Senate debates
Wednesday, 3 April 2019
Statement by the President
Powers of the Senate
10:12 am
Scott Ryan (President) Share this | Link to this | Hansard source
Before we move to the proposal of a censure, I thought it appropriate to make a statement. In the debate about the matter of conduct of senators, there has been some discussion regarding a proposal for a motion to suspend a senator from the service of the Senate as well as a censure. Before we move to this item of business, it is important I draw to senators' attention the limitations on the use of that power.
The basis for the Senate's powers, privileges and immunities lies in section 49 of the Constitution, which incorporates into the constitutional law of Australia a branch of the common and statutory law of the United Kingdom as it existed at the time of Federation and empowers the parliament to change that law by statute. The reference is Odgers' page 41. This means that the powers of the two houses are those inherited from the United Kingdom's House of Commons in 1901 as now modified by relevant statute law, principally through the Parliamentary Privileges Act 1987. This background provides the basis for examining the powers available to the Senate to suspend a senator and constraints on the use of that power.
The only precedents for suspending a senator relate to disorder occurring in the course of Senate proceedings, in the terms contained in standing order 203. Offences against the standing order may be dealt with by the occupant of the chair naming a senator for infringing that standing order, seeking an explanation or apology from the senator and leaving to the Senate the question of whether the disorder warrants suspension. The offences in the standing order reflect centuries of practice in the UK's House of Commons and have never been updated. There is therefore no question as to the power of the Senate to suspend a senator in those circumstances. The question that arises is whether the Senate has the power to suspend a senator for actions remote from its proceedings. The only known power of the Senate to impose a penalty upon any person for conduct occurring outside of its proceedings lies in its contempt power—that is, its power to declare an act to be a contempt and to impose a penalty for it.

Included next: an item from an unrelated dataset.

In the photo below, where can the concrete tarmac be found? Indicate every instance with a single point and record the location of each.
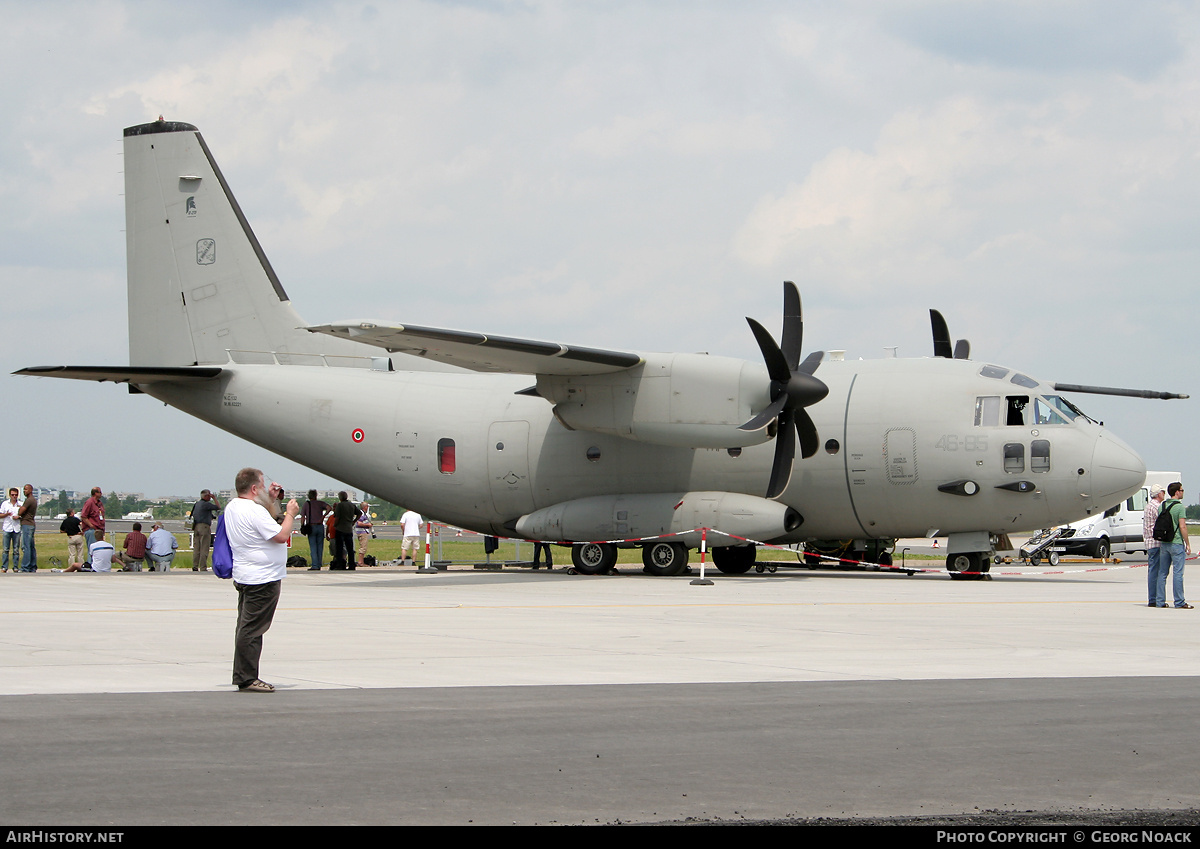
(533, 697)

The Senate undoubtedly has the power to suspend a senator for conduct determined to be a contempt. There are precedents for the House of Representatives suspending members for contempt, and the houses have the same powers; however, there are limits on these powers. When the federal parliament's powers, privileges and immunities were reviewed in the 1980s, a joint committee on parliamentary privilege recommended that a statutory threshold for contempt be introduced. That change was enacted in section 4 of the Parliamentary Privileges Act 1987, which provides that:
Conduct (including the use of words) does not constitute an offence against a House unless it amounts, or is intended or likely to amount, to an improper interference with the free exercise by a House or committee of its authority or functions, or with the free performance by a member of the member's duties as a member.

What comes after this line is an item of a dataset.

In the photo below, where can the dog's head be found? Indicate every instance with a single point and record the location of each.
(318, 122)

This constraint was intended to reinforce the purpose of contempt, and, as noted at page 83 of Odgers':
This power to deal with contempts of either House is the exact equivalent of the power of the courts to punish contempts of court.
The rationale of the power to punish contempts … is that the courts and the two Houses should be able to protect themselves from acts which directly or indirectly impede them in the performance of their functions.
The threshold in the privileges act means that it is no longer open to a house as it was under the previous law to treat any act as a contempt. The reference for this, which you can check, is at page 84 and 85 of Odgers'. Unless an act improperly interferes with the functions or authority of a house or its members, it does not reach that threshold and the imposition of a penalty for that act would be open to legal challenge.
The threshold was also adopted by the Senate in 1988 in its privilege resolutions. They codify the principle that the Senate's power to deal with contempts should be used only where it is necessary to provide reasonable protection for the Senate and its committees and for senators against improper acts intending substantially to obstruct them in the performance of their functions. The Senate is required to have regard to this principle in determining any question of contempt.
While there is no doubt that the Senate has the power to suspend senators, its acknowledged power to do so is limited to those circumstances in which it is necessary to protect the Senate's ability to manage the conduct of its proceedings in the face of disorder or where the Senate determines that it is necessary to do so to protect the ability of the Senate and senators to perform their constitutional roles. Any other use of the power may be open to challenge.
I also give notice to senators that if such a motion is moved I will be participating in that debate prior to the matter being put to a vote.
10:17 am
Richard Di Natale (Victoria, Australian Greens) Share this | Link to this | Hansard source
by leave—Mr President, I must say that I would have appreciated the courtesy of you letting me know that you were intending to make such a statement. Had you offered me that courtesy, I would have pointed out to you that the motion that will be circulated in this chamber shortly relating to a suspension of Senator Anning relates very directly to comments he made in this chamber as a senator.
Scott Ryan (President) Share this | Link to this | Hansard source
I appreciate that, Senator Di Natale. I was trying to frame the matters coming before the Senate because I appreciate that they have been conflated in public debate by commentators and others outside the chamber as well.